Cetti’s warbler gave us a burst of its lovely song before we moved off to get better views of the goldeneye and avocet. Malcolm offered the first person to see a mediterranean gull one of Sue’s (H) toffees (he’s so generous) and within minutes of that excellent carrot being offered Alan heard one calling above. In fact there were two med gulls mixed in with a group of black headed gulls circling overhead, with the sun shining it was relatively easy to spot the clean white – almost transparent – wings which made them stand out from the black-headed gulls.
Malcolm and Sally decided we would go as far as the creek and as we scanned along the edge of the nearby pool we could hear several skylark singing, a large flock of starling flew over, marsh harrier hunted over the far fields and a reed bunting was spotted in the nearby reeds. On our return journey we were able to add blue tit, great tit and robin to our day’s list.
Leaving Cliffe we moved on to Northward Hill, parking at Bromhey Farm car park where we took over not only the whole car park, but overflow facilities near the barns. After a break for lunch we started to gather at the feeding station just beyond the car park. Here we all got superb views of brambling, chaffinch, goldfinch and greenfinch. Great spotted woodpecker drummed nearby and a green woodpecker was heard ‘yaffling’. From the marsh viewpoint we had been told by Malcolm to look out for marsh harrier near their usual site and – once again – true to form we had excellent views of 5 marsh harriers and one (ring-tail) hen harrier. The marsh harriers circled high up over the river whilst the hen harrier appeared to prefer hunting low over the fields.
On the islands in the pool we watched shoveler, lapwing, greylag, teal, mute swan, wigeon, moorhen and coot. Ian spotted a common gull and Sue (G) found a rather secretive snipe hiding in the edge of the reeds. As we walked towards the heronry there were large numbers of grey heron and rook flying to and from the wood. A green woodpecker flew across the track in front of us and landed in a tree and as we moved to cross the fields in front of the wood a sparrowhawk put up all the gulls and waders on the pools.

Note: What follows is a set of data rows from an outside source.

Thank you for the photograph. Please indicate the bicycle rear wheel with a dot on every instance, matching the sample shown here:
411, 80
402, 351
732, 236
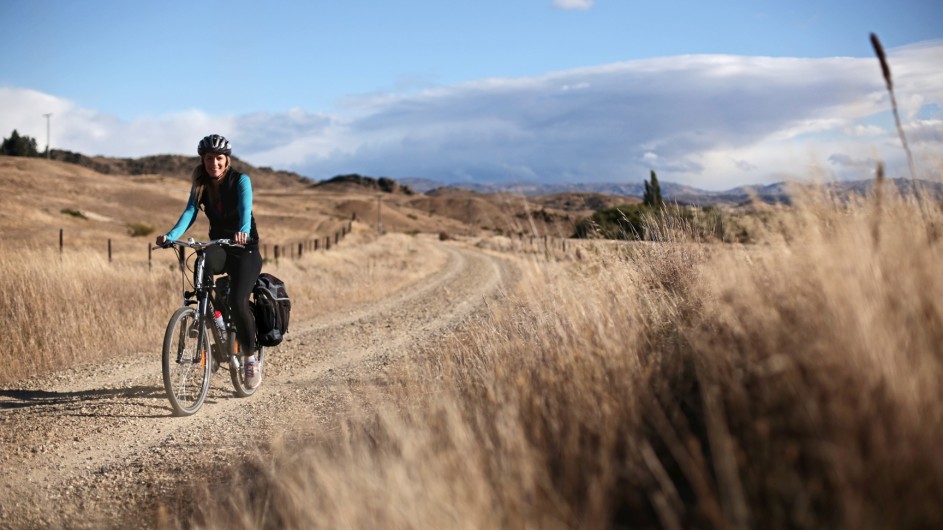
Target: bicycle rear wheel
186, 362
236, 371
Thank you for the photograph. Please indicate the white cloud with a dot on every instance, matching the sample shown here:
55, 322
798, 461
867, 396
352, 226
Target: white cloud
573, 4
707, 121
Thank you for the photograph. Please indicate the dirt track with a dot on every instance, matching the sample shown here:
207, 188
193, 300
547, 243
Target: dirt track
97, 447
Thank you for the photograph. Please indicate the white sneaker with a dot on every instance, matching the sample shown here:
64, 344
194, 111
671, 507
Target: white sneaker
253, 372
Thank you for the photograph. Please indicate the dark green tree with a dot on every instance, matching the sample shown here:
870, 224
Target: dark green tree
652, 195
17, 145
619, 222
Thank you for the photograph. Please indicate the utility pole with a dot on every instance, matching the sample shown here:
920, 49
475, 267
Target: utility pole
379, 222
47, 134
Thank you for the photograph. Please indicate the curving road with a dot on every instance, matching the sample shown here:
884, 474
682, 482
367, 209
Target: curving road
98, 448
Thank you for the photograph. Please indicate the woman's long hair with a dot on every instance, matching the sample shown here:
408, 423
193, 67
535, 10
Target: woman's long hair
201, 182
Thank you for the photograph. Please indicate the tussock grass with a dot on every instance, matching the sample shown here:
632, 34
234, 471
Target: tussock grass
794, 383
65, 310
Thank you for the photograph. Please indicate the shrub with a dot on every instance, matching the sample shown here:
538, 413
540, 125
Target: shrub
73, 213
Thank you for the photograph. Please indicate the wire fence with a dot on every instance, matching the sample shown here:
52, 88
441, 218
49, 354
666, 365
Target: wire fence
274, 251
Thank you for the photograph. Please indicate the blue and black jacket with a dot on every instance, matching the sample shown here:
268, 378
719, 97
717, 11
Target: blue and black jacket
231, 214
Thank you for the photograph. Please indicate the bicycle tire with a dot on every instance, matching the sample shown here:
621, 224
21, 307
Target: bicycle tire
236, 373
187, 380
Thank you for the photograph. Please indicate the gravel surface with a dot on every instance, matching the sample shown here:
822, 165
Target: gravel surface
97, 446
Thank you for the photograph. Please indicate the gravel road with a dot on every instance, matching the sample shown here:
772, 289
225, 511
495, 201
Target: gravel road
97, 446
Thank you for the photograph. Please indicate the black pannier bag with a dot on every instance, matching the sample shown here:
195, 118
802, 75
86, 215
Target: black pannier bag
272, 308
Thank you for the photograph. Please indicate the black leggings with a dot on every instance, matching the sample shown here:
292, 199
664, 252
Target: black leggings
243, 266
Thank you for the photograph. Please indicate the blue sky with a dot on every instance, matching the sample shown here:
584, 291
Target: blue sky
740, 92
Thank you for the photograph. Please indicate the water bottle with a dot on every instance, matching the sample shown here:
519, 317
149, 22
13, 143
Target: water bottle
220, 325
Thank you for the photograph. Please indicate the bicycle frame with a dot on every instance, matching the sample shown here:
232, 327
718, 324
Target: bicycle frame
180, 357
201, 291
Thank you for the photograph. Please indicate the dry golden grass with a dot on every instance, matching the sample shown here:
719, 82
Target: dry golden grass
789, 384
78, 308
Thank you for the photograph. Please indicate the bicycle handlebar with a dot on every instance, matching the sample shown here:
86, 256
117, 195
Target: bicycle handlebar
170, 243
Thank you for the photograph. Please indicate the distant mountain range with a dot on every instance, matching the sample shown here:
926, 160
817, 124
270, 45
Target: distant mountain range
776, 193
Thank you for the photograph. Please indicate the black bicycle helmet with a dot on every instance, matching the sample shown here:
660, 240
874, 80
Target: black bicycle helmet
214, 143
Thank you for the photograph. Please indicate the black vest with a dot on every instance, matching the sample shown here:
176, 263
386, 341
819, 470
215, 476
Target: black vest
224, 216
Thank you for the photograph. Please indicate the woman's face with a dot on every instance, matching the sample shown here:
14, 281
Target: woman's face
216, 165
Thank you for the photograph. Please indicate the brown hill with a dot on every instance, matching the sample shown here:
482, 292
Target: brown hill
94, 199
177, 166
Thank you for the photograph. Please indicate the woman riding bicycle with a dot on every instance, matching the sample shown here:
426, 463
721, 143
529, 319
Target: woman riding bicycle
225, 196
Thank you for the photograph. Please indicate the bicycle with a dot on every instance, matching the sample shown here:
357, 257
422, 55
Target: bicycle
189, 358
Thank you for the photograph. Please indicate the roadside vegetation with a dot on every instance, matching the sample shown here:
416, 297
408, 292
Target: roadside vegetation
794, 382
75, 307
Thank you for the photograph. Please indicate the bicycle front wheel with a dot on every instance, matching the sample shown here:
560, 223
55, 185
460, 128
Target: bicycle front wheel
186, 362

Standing in the field our feet squelched in the mud as we hunted for the best spot to view herons on the nest. Although there were several birds perched on branches, we were lucky to be able to watch one couple exchanging bits of wood and twig as they added to their nest and in another tree there were five herons with one pair copulating – a rather high risk strategy given the height of the tree.
A great tit was most insistent that we look at him singing for all he was worth in the top of a bush. On our return we spotted a pheasant across the marshes, more distant views of the marsh harrier and a pair of great spotted woodpeckers in a nearby tree. One last look at the feeders by the car park gave us another chance to see the brambling, plus greenfinch and an excellent siskin.
The weather certainly added to our enjoyment today, but it has to be said that the knowledge and expertise of Malcolm and Sally enabled us all to have an excellent visit to our two nearest RSPB reserves.